前置きが長くなりましたが、そこで登場するのが当社のサポート用専用掲示板「ホットライン」です。主治医ドットコムのサービス開始の前に登場したこの仕組みこそ、前述の言った言わない、聞いていない、というトラブルを一切起こさないための顧客とオリヴァーとを結ぶリエゾンなのです。医療機関からの質問をホットラインに入力いただき、こちらから返信する、という実にシンプルな仕組みですが、やりとりのトラブルを防ぐだけでなく、ここには大きな効果が隠されています。それは、使い込んでいくうちに様々なやりとりが発生し、1件ごとにまとめられたスレッドは、やがて医療機関ごとのかけがえのない業務マニュアルに発展していくことです。新しい受付スタッフにはまず、「過去のホットラインを読ませる」という先生も少なくありません。稼働後は全てのやりとりをホットラインに文章で残します。医療機関側は24時間入力可能です。返信は原則的に当社の就業時間内で行いますが、緊急の内容に対しては夜間でもお返事いたします。
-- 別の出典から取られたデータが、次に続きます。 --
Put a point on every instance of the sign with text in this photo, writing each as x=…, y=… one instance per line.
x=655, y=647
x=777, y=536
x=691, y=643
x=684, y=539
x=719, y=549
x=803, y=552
平日の就業時間内は電話でのお問い合わせも受け付けておりますが、そこでやりとりした内容もすべてホットラインに記載いたします。医療機関ごとの設定に関わる質問やリクエストもあれば、他の医療機関の設定を参考にしたいというご依頼もあります。ここでしっかりと信頼関係を構築しサポートを行っていきます。医療機関の電話対応を軽減するために予約システムを売るという会社が、サポートは担当の携帯に連絡、というやり方では、患者が医療機関へ電話を掛けても話し中で繋がらないとストレスを感じることに似て、スタッフが問い合わせの電話をかけても繋がらないことにもストレスがたまる。ということになります。このホットラインはまさに当社とご利用医療機関をホットにつなぐ専用の質疑応答掲示板です。このホットラインの利便性は他にも様々あります。登録患者にメールを一斉送信する機能もその一例で、もともとは当社が一斉にご利用医療機関にご案内を発信するために作った機能です。システムのレベルは当然ですが、ホットラインのサポートは当社の強力な売りです。